Concernant, le déséquilibre significatif, c’est plus discutable. On trouve dans le règlement des dispositions venant encadrer les clauses qui sont jugées déséquilibrées par le juge français dans la décision du 2 septembre 2019, mais pas toutes, et surtout pas de manière exhaustive. Ainsi, il existe des similitudes en matière de solution retenue sur la clause relative à l’amendement des conditions générales puisque le législateur européen impose comme dans le raisonnement du juge national, la nécessité pour la plateforme de notifier aux vendeurs, tout changement des conditions générales, ainsi qu’un préavis. Mais le législateur européen semble pour autant accepter l’utilisation du service comme acceptation tacite sans nécessairement la subordonner à la notification ni au préavis comme l’exige le tribunal de commerce parisien.

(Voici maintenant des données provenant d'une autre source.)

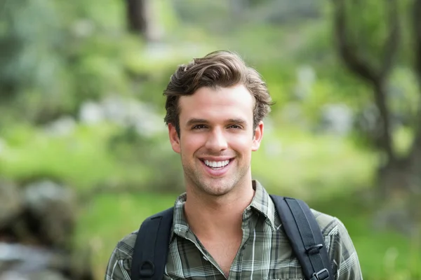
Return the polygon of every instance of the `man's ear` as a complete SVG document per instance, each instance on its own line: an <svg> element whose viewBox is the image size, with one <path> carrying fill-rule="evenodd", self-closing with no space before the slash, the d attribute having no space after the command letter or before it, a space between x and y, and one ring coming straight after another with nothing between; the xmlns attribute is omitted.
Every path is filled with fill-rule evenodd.
<svg viewBox="0 0 421 280"><path fill-rule="evenodd" d="M254 132L254 136L253 138L253 145L251 146L251 150L255 151L259 149L260 147L260 142L262 141L262 139L263 138L263 122L261 121L256 126L256 128Z"/></svg>
<svg viewBox="0 0 421 280"><path fill-rule="evenodd" d="M170 137L170 143L171 143L173 150L180 153L181 151L180 137L178 137L175 127L172 123L168 123L168 136Z"/></svg>

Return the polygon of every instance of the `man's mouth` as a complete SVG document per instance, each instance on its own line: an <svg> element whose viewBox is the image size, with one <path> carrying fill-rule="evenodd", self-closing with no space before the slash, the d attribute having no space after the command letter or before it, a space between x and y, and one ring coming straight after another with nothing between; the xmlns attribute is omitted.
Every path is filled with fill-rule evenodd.
<svg viewBox="0 0 421 280"><path fill-rule="evenodd" d="M201 160L208 167L210 167L214 170L218 170L218 169L222 169L222 168L224 168L227 165L228 165L229 164L229 162L231 162L232 159L221 160L221 161L210 161L210 160Z"/></svg>

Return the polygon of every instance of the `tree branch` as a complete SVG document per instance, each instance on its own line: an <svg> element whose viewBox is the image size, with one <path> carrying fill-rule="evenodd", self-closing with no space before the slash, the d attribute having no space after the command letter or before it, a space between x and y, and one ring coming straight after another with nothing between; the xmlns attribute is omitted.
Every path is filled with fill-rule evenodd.
<svg viewBox="0 0 421 280"><path fill-rule="evenodd" d="M333 3L335 8L335 31L340 57L351 71L369 83L375 83L379 75L367 62L359 56L356 47L352 46L348 40L345 0L333 0Z"/></svg>
<svg viewBox="0 0 421 280"><path fill-rule="evenodd" d="M399 29L399 16L396 0L389 0L389 32L387 41L385 43L385 52L380 78L383 80L390 73L392 66L398 52L401 32Z"/></svg>
<svg viewBox="0 0 421 280"><path fill-rule="evenodd" d="M420 15L421 15L421 0L414 0L412 18L415 49L414 69L421 93L421 19ZM415 154L421 155L421 125L418 124L421 121L421 100L418 102L418 110L415 118L415 135L410 150L410 153L413 156L416 156Z"/></svg>

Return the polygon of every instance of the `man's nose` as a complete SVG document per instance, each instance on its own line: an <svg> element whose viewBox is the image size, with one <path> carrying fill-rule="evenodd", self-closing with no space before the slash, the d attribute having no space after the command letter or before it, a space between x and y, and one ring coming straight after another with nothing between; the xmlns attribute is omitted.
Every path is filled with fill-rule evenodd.
<svg viewBox="0 0 421 280"><path fill-rule="evenodd" d="M221 129L212 130L209 134L206 147L209 150L215 151L226 150L228 148L228 144L224 132Z"/></svg>

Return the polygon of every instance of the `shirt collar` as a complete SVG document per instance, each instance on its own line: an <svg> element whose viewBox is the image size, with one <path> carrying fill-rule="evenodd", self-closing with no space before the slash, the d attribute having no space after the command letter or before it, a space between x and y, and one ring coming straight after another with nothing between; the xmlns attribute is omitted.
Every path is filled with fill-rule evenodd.
<svg viewBox="0 0 421 280"><path fill-rule="evenodd" d="M272 230L276 230L275 227L275 205L274 204L269 194L263 188L262 184L256 180L253 180L253 188L255 190L255 195L248 206L246 208L243 213L243 220L252 216L258 212L266 218L266 222L269 223ZM184 204L187 200L187 194L181 194L175 200L174 204L174 216L173 222L173 232L182 237L187 236L189 232L189 225L184 213Z"/></svg>

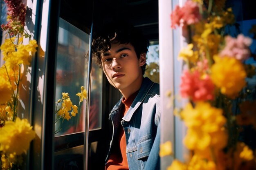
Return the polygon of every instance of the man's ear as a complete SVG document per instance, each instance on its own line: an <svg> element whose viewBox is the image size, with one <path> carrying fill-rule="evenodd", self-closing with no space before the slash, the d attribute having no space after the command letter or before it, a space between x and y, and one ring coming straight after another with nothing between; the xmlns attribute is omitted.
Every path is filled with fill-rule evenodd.
<svg viewBox="0 0 256 170"><path fill-rule="evenodd" d="M146 62L146 53L142 53L139 55L139 66L144 66Z"/></svg>

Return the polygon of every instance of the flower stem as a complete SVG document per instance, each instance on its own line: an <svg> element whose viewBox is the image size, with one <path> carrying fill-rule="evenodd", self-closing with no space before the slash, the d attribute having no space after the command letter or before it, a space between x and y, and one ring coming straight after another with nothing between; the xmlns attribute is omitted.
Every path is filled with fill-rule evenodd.
<svg viewBox="0 0 256 170"><path fill-rule="evenodd" d="M209 0L209 4L208 5L208 9L207 11L207 12L208 13L210 13L211 11L211 9L212 8L213 6L213 0Z"/></svg>

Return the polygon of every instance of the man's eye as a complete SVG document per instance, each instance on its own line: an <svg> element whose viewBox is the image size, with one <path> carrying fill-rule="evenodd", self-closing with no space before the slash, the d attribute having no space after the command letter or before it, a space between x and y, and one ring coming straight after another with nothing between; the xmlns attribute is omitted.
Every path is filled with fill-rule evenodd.
<svg viewBox="0 0 256 170"><path fill-rule="evenodd" d="M128 54L123 54L122 55L120 56L120 57L125 57L128 55Z"/></svg>
<svg viewBox="0 0 256 170"><path fill-rule="evenodd" d="M111 58L106 58L105 60L104 60L104 61L105 62L110 62L111 61Z"/></svg>

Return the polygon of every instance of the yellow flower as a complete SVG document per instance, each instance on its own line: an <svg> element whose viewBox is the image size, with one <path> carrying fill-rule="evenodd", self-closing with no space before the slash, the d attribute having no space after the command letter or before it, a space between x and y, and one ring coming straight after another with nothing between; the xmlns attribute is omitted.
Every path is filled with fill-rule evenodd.
<svg viewBox="0 0 256 170"><path fill-rule="evenodd" d="M196 62L198 55L197 51L193 50L193 44L189 44L186 48L183 48L180 52L178 58L183 58L183 60L191 62Z"/></svg>
<svg viewBox="0 0 256 170"><path fill-rule="evenodd" d="M80 99L80 102L81 102L83 100L83 99L86 99L87 97L87 92L86 90L84 89L83 86L81 86L81 93L78 93L76 94L76 95L79 96Z"/></svg>
<svg viewBox="0 0 256 170"><path fill-rule="evenodd" d="M66 99L68 98L70 98L70 97L68 96L68 93L62 93L62 99Z"/></svg>
<svg viewBox="0 0 256 170"><path fill-rule="evenodd" d="M174 159L171 165L167 168L167 170L186 170L187 166L177 159Z"/></svg>
<svg viewBox="0 0 256 170"><path fill-rule="evenodd" d="M7 54L15 51L15 46L12 42L15 40L15 37L10 39L6 39L4 42L2 44L0 49L4 56L3 60L6 61L7 59Z"/></svg>
<svg viewBox="0 0 256 170"><path fill-rule="evenodd" d="M164 157L165 156L170 155L173 154L172 148L172 143L171 141L168 141L160 145L160 151L159 156Z"/></svg>
<svg viewBox="0 0 256 170"><path fill-rule="evenodd" d="M7 121L0 135L0 151L18 155L26 153L35 133L27 119L17 117L15 122Z"/></svg>
<svg viewBox="0 0 256 170"><path fill-rule="evenodd" d="M246 85L246 73L243 64L234 58L215 56L214 60L215 63L211 68L213 83L222 93L234 98Z"/></svg>
<svg viewBox="0 0 256 170"><path fill-rule="evenodd" d="M248 146L245 146L243 151L240 153L239 157L247 161L250 161L254 158L253 152L249 148Z"/></svg>
<svg viewBox="0 0 256 170"><path fill-rule="evenodd" d="M223 128L226 120L222 112L208 103L196 103L195 108L188 103L180 113L188 128L185 145L191 150L202 150L211 146L223 148L227 137Z"/></svg>
<svg viewBox="0 0 256 170"><path fill-rule="evenodd" d="M8 158L7 158L4 154L1 155L1 164L2 169L4 170L11 169L12 168L12 163L9 160Z"/></svg>
<svg viewBox="0 0 256 170"><path fill-rule="evenodd" d="M188 170L216 170L214 162L210 160L201 159L196 155L194 155L190 161Z"/></svg>
<svg viewBox="0 0 256 170"><path fill-rule="evenodd" d="M70 115L68 112L65 111L64 115L64 119L66 119L67 120L69 120L71 118Z"/></svg>
<svg viewBox="0 0 256 170"><path fill-rule="evenodd" d="M71 112L71 115L72 116L76 116L76 115L77 113L77 106L75 104L72 106L72 108L73 108L73 111Z"/></svg>
<svg viewBox="0 0 256 170"><path fill-rule="evenodd" d="M9 101L11 97L12 91L11 86L4 66L0 68L0 104Z"/></svg>
<svg viewBox="0 0 256 170"><path fill-rule="evenodd" d="M62 106L67 108L68 111L71 110L72 102L71 102L70 98L68 98L67 99L63 100L63 102L62 102Z"/></svg>
<svg viewBox="0 0 256 170"><path fill-rule="evenodd" d="M220 16L216 16L213 18L213 25L214 28L220 29L223 26L224 20Z"/></svg>

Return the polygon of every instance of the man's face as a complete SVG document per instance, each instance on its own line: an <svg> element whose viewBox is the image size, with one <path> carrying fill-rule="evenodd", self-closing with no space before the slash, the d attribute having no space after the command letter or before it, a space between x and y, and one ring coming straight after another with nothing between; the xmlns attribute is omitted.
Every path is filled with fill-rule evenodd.
<svg viewBox="0 0 256 170"><path fill-rule="evenodd" d="M120 90L132 90L142 78L140 67L146 63L146 54L138 59L130 44L111 44L101 56L102 68L109 82ZM139 84L140 86L140 84Z"/></svg>

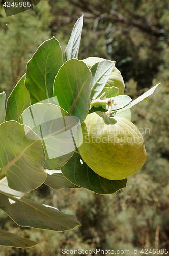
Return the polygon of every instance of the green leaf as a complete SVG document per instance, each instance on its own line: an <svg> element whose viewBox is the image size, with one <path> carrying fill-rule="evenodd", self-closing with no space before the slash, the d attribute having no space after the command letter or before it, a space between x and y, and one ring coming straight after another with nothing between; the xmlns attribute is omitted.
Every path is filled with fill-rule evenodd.
<svg viewBox="0 0 169 256"><path fill-rule="evenodd" d="M83 25L83 14L77 20L72 31L68 44L65 51L66 60L78 58Z"/></svg>
<svg viewBox="0 0 169 256"><path fill-rule="evenodd" d="M14 87L9 96L5 121L15 120L19 122L20 115L30 105L30 95L25 84L25 74Z"/></svg>
<svg viewBox="0 0 169 256"><path fill-rule="evenodd" d="M20 122L41 138L46 155L44 168L56 170L71 157L80 124L77 118L53 104L37 103L23 112Z"/></svg>
<svg viewBox="0 0 169 256"><path fill-rule="evenodd" d="M114 101L117 103L112 104L112 110L124 108L132 101L130 97L127 95L118 95L114 97Z"/></svg>
<svg viewBox="0 0 169 256"><path fill-rule="evenodd" d="M115 97L118 95L119 93L119 88L115 87L115 86L112 86L111 87L104 87L103 91L99 95L98 98L99 98L104 92L105 92L104 96L106 98L111 98L112 97Z"/></svg>
<svg viewBox="0 0 169 256"><path fill-rule="evenodd" d="M114 111L112 111L111 113L111 116L112 115L114 115L115 114L118 114L121 112L123 112L123 111L125 111L127 110L128 110L129 109L130 109L132 106L134 106L136 104L138 104L138 103L142 101L144 99L146 99L147 97L149 96L151 94L152 94L155 90L155 89L160 84L160 83L158 83L158 84L156 84L156 86L154 86L151 89L149 90L147 92L146 92L145 93L142 94L142 95L140 96L136 99L135 100L133 100L132 102L130 103L127 106L125 106L124 108L118 110L115 110Z"/></svg>
<svg viewBox="0 0 169 256"><path fill-rule="evenodd" d="M76 59L65 62L56 76L53 100L82 123L90 105L91 73L82 61Z"/></svg>
<svg viewBox="0 0 169 256"><path fill-rule="evenodd" d="M62 63L62 49L54 36L38 48L27 63L25 81L31 105L52 97L54 78Z"/></svg>
<svg viewBox="0 0 169 256"><path fill-rule="evenodd" d="M94 100L103 90L115 66L115 61L104 60L94 64L91 68L91 101Z"/></svg>
<svg viewBox="0 0 169 256"><path fill-rule="evenodd" d="M67 231L80 225L74 215L56 208L0 192L0 208L17 224L40 229Z"/></svg>
<svg viewBox="0 0 169 256"><path fill-rule="evenodd" d="M32 240L22 238L18 234L0 229L0 245L17 248L30 248L37 243Z"/></svg>
<svg viewBox="0 0 169 256"><path fill-rule="evenodd" d="M127 179L110 180L100 176L83 162L80 155L76 152L61 169L71 182L95 193L111 194L126 187Z"/></svg>
<svg viewBox="0 0 169 256"><path fill-rule="evenodd" d="M6 95L5 92L0 93L0 124L4 121L5 112L5 100Z"/></svg>
<svg viewBox="0 0 169 256"><path fill-rule="evenodd" d="M5 177L0 180L0 191L5 192L5 193L10 194L13 196L17 196L18 197L23 197L25 195L26 193L22 192L19 192L13 189L11 189L9 187L8 185L8 180L6 177Z"/></svg>
<svg viewBox="0 0 169 256"><path fill-rule="evenodd" d="M30 128L16 121L0 125L0 179L5 175L10 188L26 193L40 186L46 178L44 161L40 139Z"/></svg>
<svg viewBox="0 0 169 256"><path fill-rule="evenodd" d="M61 171L50 172L46 170L47 178L44 183L53 189L59 190L62 188L81 188L70 182L63 175Z"/></svg>

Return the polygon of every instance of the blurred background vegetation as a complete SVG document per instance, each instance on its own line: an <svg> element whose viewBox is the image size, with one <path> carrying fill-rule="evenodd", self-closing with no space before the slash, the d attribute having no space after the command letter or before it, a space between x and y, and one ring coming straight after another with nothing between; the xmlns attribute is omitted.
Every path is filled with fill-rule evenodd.
<svg viewBox="0 0 169 256"><path fill-rule="evenodd" d="M1 256L60 256L62 248L137 248L138 255L143 255L142 248L169 250L168 0L41 0L33 9L8 18L1 6L0 91L9 95L45 40L55 36L64 50L82 12L79 59L115 60L125 94L133 99L161 84L148 100L132 109L132 121L144 137L147 160L129 178L127 189L114 195L83 189L54 191L44 185L29 194L32 200L75 214L82 226L72 230L19 227L1 211L1 228L38 243L27 249L0 247Z"/></svg>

De la même façon, le règlement vient encadrer la restriction, la suspension et la résiliation du service en imposant un préavis d’au moins trente jours en cas de résiliation et de manière générale en prévoyant que la plateforme doit notifier l’entreprise utilisatrice l’exposé des motifs. Ici, on note tout de même un certain laxisme par rapport au juge parisien qui se montre beaucoup plus protecteur dans l’interprétation du droit commercial français par rapport au législateur européen, lequel se contente de renvoyer à un processus interne de traitement des plaintes, sans chercher à encadrer rigoureusement ces décisions unilatérales de la part de l’opérateur de plateforme.
À aucun moment, le règlement européen ne s’attarde sur le caractère discrétionnaire ou arbitraire des décisions de la plateforme affectant les relations entre les parties. Cela a tendance à vider le texte de son utilité même si l’on sait que concernant des problématiques purement contractuelles ou de responsabilité, la compétence est laissée aux États membres. De facto, la protection contre les pratiques commerciales déloyales ayant une incidence sur les entreprises utilisatrices de services de plateformes, que le règlement poursuit, semble assez faible.
Par conséquent, s’il existe une volonté du législateur européen de protéger les entreprises utilisatrices, elle revêt une portée très générale s’inscrivant dans un choix de laisser aux États membres le soin de réguler ces relations commerciales au cas par cas comme il est d’ailleurs souligné dans le considérant n°8. Tout de même, il y a lieu de considérer à la lecture parallèle de la décision de la juridiction française et du texte européen que :
Premièrement, le texte semble trop général pour pouvoir déboucher à terme sur une unification de la jurisprudence des juridictions des États membres sans décision rapide du juge européen en la matière. Cela pourrait avoir comme conséquence de freiner le développement du marché unique numérique que l’Union européenne a la volonté de mettre en place, à cause de disparités trop grandes entre les jurisprudences de chaque État, d’autant plus que les dispositions du règlement ne sont pas forcément en adéquation avec les dispositions nationales et les interprétations prétoriennes qui en sont faites.
Deuxièmement, ce texte prévoyant également des mesures d’autorégulation avec notamment un traitement interne des plaintes par les opérateurs de plateformes directement, peut être contre-productif et donne encore plus de pouvoirs auxdits opérateurs. En effet, il faut être vigilant sur l’efficacité de mesures d’autorégulation, car il n’existe toujours pas de réelle sécurité juridique de l’autorégulation en matière de commerce électronique, du fait du modèle normatif basé sur l’État qui ne prend pas forcément en compte l’ensemble de règles informelles qui gravitent autour de ce modèle.
Il est donc de bon ton que le juge national puisse encore apporter cette sécurité juridique comme dans la décision rendue par le tribunal de commerce parisien, puisque quand bien même les objectifs de protection de la partie faible dans ces relations contractuelles sont communs, la solution apportée par le juge sur la base du droit national est à l’heure actuelle plus complète que celle issue du règlement.